Disclosure of HIV status among children and adolescents living with HIV has both beneficial and challenging aspects. To address existing knowledge gaps and update the literature on childhood disclosure, we conducted a systematic review on caregivers' perceptions and practices of HIV disclosure in low- and middle-income countries (LMICs).Methods:
Standard databases were searched for studies conducted in LMICs, published in English between 2004 and 2015. Excluded articles were reviews or case reports, and those not reporting childhood disclosure. Data regarding prevalence, correlates and impact of disclosure, were presented as frequencies.Results:
Two authors independently screened 982 articles. After applying eligibility criteria, 22 articles representing 12 countries and 2,843 children were reviewed. The proportion of fully disclosed children ranged from 1.7% to 41.0%. Up to 49.5% children were provided “deflected” information (use of a non-HIV-related reason for explaining illness and health care visits). Factors associated with full disclosure included antiretroviral treatment initiation and caregivers' felt need for maintaining optimal adherence. Barriers to disclosure included fear of negative psychological reactions and inadvertent disclosure to others.

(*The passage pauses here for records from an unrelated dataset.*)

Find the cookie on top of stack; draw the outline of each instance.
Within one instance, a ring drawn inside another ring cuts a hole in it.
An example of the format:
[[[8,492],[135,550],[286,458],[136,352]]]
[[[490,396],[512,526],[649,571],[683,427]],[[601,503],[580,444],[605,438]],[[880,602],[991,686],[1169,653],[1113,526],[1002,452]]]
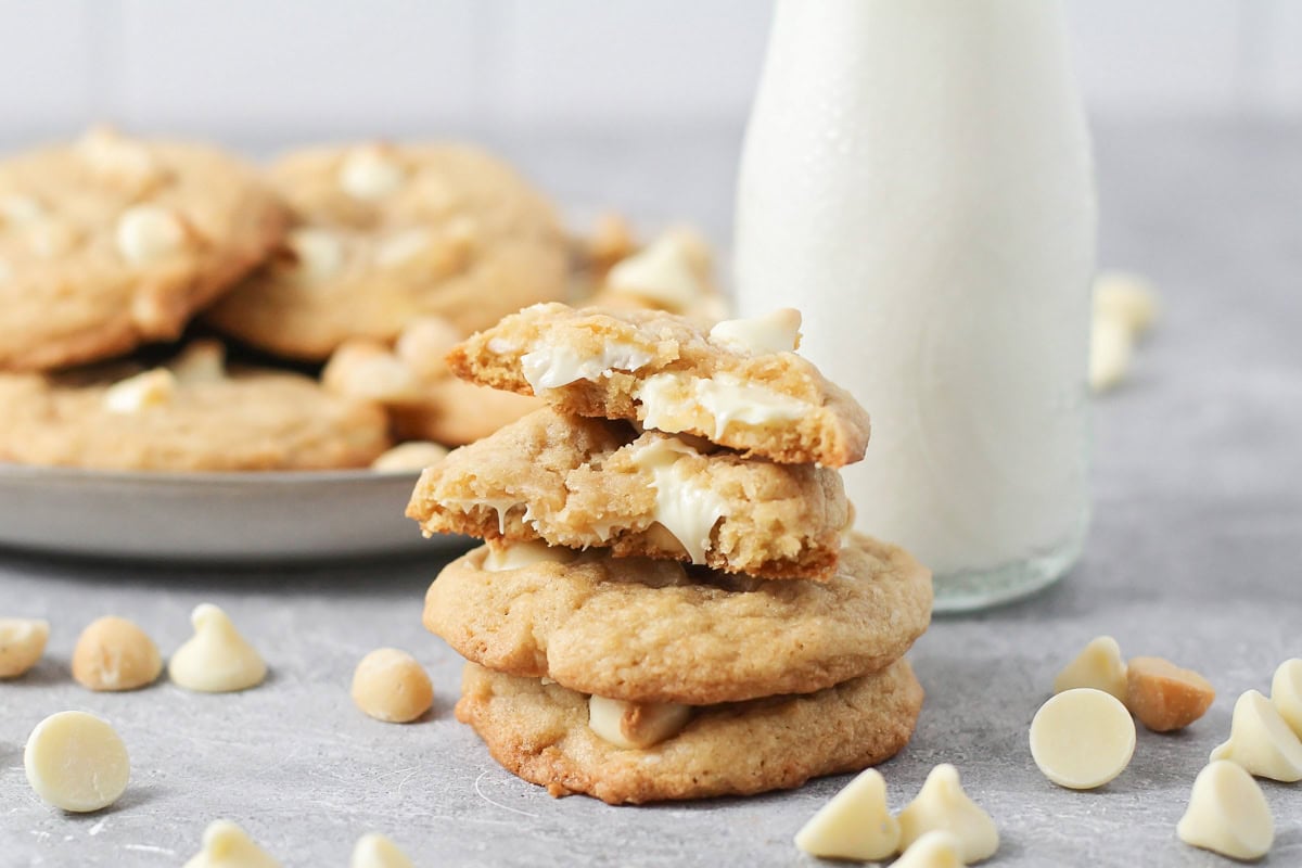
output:
[[[408,506],[487,540],[424,623],[469,660],[457,717],[509,770],[643,803],[794,787],[909,740],[931,576],[849,530],[836,468],[868,419],[798,328],[536,305],[449,353],[548,405],[427,468]]]

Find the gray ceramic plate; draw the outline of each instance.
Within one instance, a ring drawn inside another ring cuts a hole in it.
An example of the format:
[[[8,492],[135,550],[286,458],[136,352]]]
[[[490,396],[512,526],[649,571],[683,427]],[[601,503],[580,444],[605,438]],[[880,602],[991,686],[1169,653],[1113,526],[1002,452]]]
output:
[[[419,553],[415,472],[150,474],[0,465],[0,547],[167,561]]]

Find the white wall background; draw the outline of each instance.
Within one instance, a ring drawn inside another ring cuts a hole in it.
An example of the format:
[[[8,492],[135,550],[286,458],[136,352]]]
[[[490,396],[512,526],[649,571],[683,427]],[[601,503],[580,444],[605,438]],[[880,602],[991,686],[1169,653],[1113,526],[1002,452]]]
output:
[[[0,0],[0,139],[100,118],[267,139],[736,124],[769,10],[768,0]],[[1068,0],[1068,12],[1096,115],[1302,116],[1299,0]]]

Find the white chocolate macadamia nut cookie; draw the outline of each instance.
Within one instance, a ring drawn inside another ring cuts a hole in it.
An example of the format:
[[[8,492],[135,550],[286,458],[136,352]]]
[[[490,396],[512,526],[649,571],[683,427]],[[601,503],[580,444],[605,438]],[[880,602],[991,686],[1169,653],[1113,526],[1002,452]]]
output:
[[[107,721],[85,712],[40,721],[27,737],[22,764],[36,795],[74,813],[113,804],[132,777],[122,739]]]
[[[195,606],[190,622],[194,635],[176,649],[168,664],[173,682],[204,694],[247,690],[263,682],[267,664],[225,612],[204,603]]]
[[[48,639],[48,621],[0,618],[0,678],[17,678],[35,666]]]

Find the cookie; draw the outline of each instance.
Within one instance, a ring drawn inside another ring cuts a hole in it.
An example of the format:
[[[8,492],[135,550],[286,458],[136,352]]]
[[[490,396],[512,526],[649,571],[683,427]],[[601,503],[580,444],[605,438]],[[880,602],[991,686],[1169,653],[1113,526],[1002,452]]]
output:
[[[201,144],[94,130],[0,161],[0,370],[176,338],[285,221],[253,168]]]
[[[448,446],[487,437],[543,406],[539,398],[453,377],[443,357],[460,340],[456,327],[441,318],[408,324],[395,347],[350,338],[331,355],[322,384],[337,394],[383,403],[400,440]]]
[[[280,355],[323,360],[350,337],[392,341],[436,315],[462,334],[564,298],[568,252],[548,202],[471,147],[320,147],[271,178],[296,225],[208,321]]]
[[[850,518],[835,470],[551,407],[426,470],[406,514],[427,534],[608,547],[775,579],[831,578]]]
[[[815,694],[708,705],[668,740],[618,748],[589,727],[583,694],[467,664],[456,713],[495,760],[552,795],[639,804],[790,789],[881,763],[909,742],[921,708],[901,660]]]
[[[130,373],[130,376],[128,376]],[[297,373],[187,353],[169,367],[0,373],[0,461],[104,470],[365,467],[388,445],[375,403]]]
[[[812,692],[900,658],[931,621],[930,573],[859,535],[825,583],[522,545],[448,565],[424,626],[474,662],[582,694],[702,705]]]
[[[799,315],[708,332],[661,311],[536,305],[448,355],[480,385],[538,394],[568,413],[704,437],[747,455],[841,467],[859,461],[868,415],[793,350]]]

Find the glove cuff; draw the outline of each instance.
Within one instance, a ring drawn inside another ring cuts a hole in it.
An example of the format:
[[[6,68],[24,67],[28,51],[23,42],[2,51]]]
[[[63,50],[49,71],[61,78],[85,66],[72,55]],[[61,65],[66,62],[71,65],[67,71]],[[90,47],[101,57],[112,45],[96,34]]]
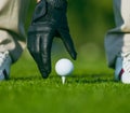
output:
[[[54,8],[63,8],[65,4],[67,4],[66,0],[46,0],[46,1],[53,5]]]

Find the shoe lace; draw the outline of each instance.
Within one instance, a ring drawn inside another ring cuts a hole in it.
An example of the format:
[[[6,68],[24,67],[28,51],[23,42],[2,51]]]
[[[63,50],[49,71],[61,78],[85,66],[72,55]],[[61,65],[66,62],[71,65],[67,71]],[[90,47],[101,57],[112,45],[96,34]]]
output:
[[[8,52],[0,53],[0,67],[3,65],[3,62],[6,60]]]

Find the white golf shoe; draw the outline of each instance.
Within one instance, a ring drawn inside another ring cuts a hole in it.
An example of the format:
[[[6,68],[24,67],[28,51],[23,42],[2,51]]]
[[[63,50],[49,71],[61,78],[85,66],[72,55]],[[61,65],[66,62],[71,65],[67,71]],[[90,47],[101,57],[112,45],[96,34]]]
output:
[[[9,52],[0,53],[0,81],[8,80],[10,77],[11,57]]]
[[[130,84],[130,53],[121,54],[116,59],[115,80]]]

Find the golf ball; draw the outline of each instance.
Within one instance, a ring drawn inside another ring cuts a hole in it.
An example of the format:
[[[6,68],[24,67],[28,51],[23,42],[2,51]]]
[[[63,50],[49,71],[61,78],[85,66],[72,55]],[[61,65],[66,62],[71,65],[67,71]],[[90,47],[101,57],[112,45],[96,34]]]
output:
[[[61,76],[70,74],[73,70],[74,70],[74,65],[67,58],[60,59],[55,65],[55,71]]]

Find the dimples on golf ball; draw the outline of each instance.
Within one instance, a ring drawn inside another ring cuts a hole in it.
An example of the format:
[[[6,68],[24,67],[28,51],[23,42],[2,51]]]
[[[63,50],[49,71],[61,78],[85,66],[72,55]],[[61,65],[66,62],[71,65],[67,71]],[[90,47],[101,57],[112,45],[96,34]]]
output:
[[[60,59],[55,65],[55,71],[58,75],[65,76],[73,72],[74,65],[69,59]]]

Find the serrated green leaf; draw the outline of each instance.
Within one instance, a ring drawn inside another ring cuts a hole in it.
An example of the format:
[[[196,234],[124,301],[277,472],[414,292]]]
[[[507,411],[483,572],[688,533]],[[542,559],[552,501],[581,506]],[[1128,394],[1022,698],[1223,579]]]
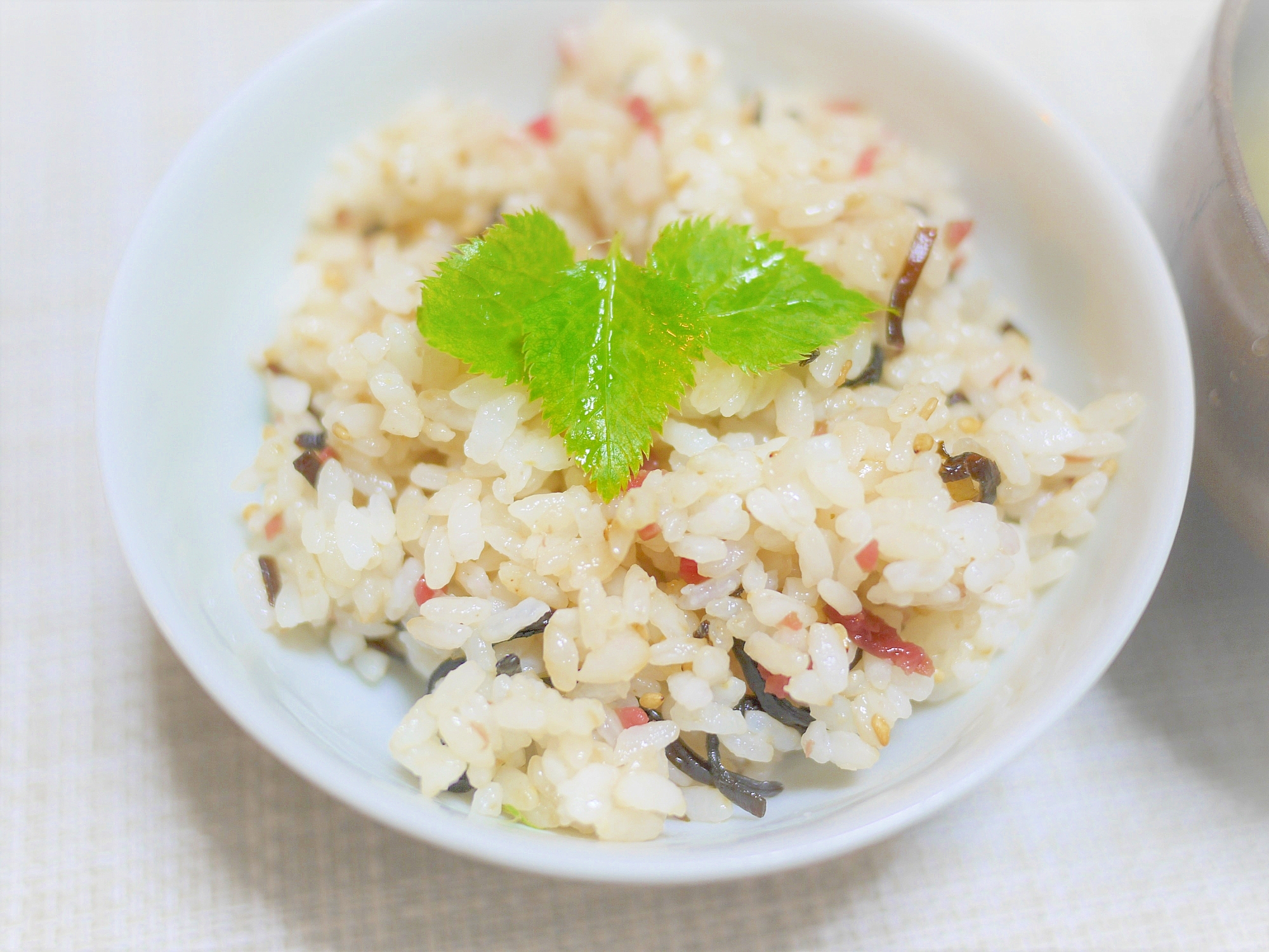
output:
[[[699,303],[617,250],[581,261],[524,312],[529,393],[604,499],[652,446],[692,386]]]
[[[572,267],[563,230],[537,208],[459,245],[423,282],[419,331],[472,373],[525,380],[522,314]]]
[[[884,310],[770,235],[708,218],[661,230],[648,268],[700,300],[704,345],[747,373],[793,363]]]

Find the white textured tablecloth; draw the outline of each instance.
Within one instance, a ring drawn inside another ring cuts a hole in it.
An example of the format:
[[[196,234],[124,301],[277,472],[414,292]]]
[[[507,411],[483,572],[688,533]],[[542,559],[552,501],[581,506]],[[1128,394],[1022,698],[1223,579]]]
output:
[[[176,661],[93,446],[98,327],[180,146],[319,3],[0,5],[0,948],[1269,948],[1269,571],[1192,495],[1124,652],[958,805],[810,869],[676,892],[454,858],[330,800]],[[1213,13],[944,3],[1138,197]]]

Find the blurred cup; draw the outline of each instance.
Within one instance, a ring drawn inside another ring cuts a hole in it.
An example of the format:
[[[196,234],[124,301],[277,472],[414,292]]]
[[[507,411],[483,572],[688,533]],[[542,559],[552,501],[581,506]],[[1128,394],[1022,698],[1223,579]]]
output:
[[[1269,562],[1269,0],[1221,6],[1162,150],[1152,218],[1194,353],[1194,471]]]

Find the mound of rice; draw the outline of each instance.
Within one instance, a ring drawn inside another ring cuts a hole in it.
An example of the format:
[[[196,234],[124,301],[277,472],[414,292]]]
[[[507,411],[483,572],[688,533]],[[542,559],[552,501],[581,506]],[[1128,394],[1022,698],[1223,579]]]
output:
[[[648,839],[733,814],[667,763],[678,739],[717,735],[755,778],[791,751],[858,770],[915,702],[978,680],[1071,567],[1141,401],[1076,410],[1042,386],[1005,307],[954,278],[972,237],[948,171],[865,110],[741,95],[716,56],[621,13],[560,52],[529,127],[434,98],[335,161],[259,355],[272,421],[235,484],[263,487],[235,574],[261,628],[317,632],[367,680],[392,655],[424,675],[466,659],[391,737],[423,793],[466,774],[475,814]],[[877,327],[761,377],[709,358],[657,468],[605,504],[524,388],[415,326],[437,261],[530,206],[595,255],[621,232],[636,260],[676,218],[753,223],[879,300],[916,227],[940,231],[877,383],[841,386]],[[952,499],[940,446],[995,461],[994,505]],[[933,677],[860,663],[829,608],[881,617]],[[805,734],[737,710],[736,640],[810,708]],[[519,673],[499,673],[509,650]],[[640,698],[664,720],[623,717]]]

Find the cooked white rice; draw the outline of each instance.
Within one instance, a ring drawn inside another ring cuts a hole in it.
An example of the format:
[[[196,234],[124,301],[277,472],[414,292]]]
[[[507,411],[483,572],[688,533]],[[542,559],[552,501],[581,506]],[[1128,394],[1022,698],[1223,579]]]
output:
[[[741,95],[717,56],[621,13],[560,50],[549,142],[487,105],[431,98],[335,161],[259,358],[272,421],[235,484],[263,487],[235,572],[260,627],[324,632],[367,680],[390,654],[424,675],[467,659],[391,739],[423,793],[466,773],[475,814],[648,839],[667,816],[733,814],[670,767],[675,739],[700,750],[716,734],[750,777],[794,750],[857,770],[914,702],[977,682],[1032,593],[1071,567],[1141,400],[1076,410],[1042,386],[1004,305],[949,274],[972,237],[948,240],[968,218],[948,171],[877,117],[817,94]],[[940,237],[882,382],[839,386],[877,329],[761,377],[707,358],[657,439],[662,468],[605,504],[523,387],[467,374],[415,327],[437,261],[529,206],[580,249],[621,232],[637,259],[676,218],[753,223],[881,300],[915,228]],[[336,456],[312,486],[296,438],[322,430]],[[997,463],[995,505],[953,501],[940,443]],[[865,571],[855,556],[873,541]],[[261,556],[277,566],[273,604]],[[684,584],[684,559],[706,581]],[[443,590],[421,607],[420,579]],[[825,605],[886,619],[934,675],[873,655],[851,666],[859,649]],[[504,644],[548,609],[544,635]],[[810,706],[805,734],[735,710],[737,638]],[[508,649],[522,673],[496,674]],[[619,710],[650,694],[665,720],[623,729]]]

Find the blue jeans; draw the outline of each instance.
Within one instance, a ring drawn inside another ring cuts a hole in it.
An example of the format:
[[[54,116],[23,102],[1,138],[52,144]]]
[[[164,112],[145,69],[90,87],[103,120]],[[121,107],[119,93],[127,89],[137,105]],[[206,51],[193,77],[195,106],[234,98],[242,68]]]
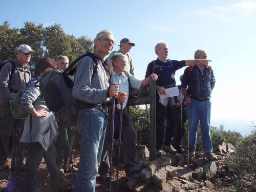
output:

Caregivers perceived a strong need for active participation from health care providers to aid the process of disclosure.Conclusions:
Full disclosure of HIV status was not common among children and adolescents in LMICs, while the practice of deflected disclosure was prominent. Caregivers perceived the need for support from health care providers during the disclosure process. Evidence-based guidelines incorporating the developmental status of the child, locally prevalent cultures, and caregiver perceptions are prerequisite to enhancing disclosure in these settings.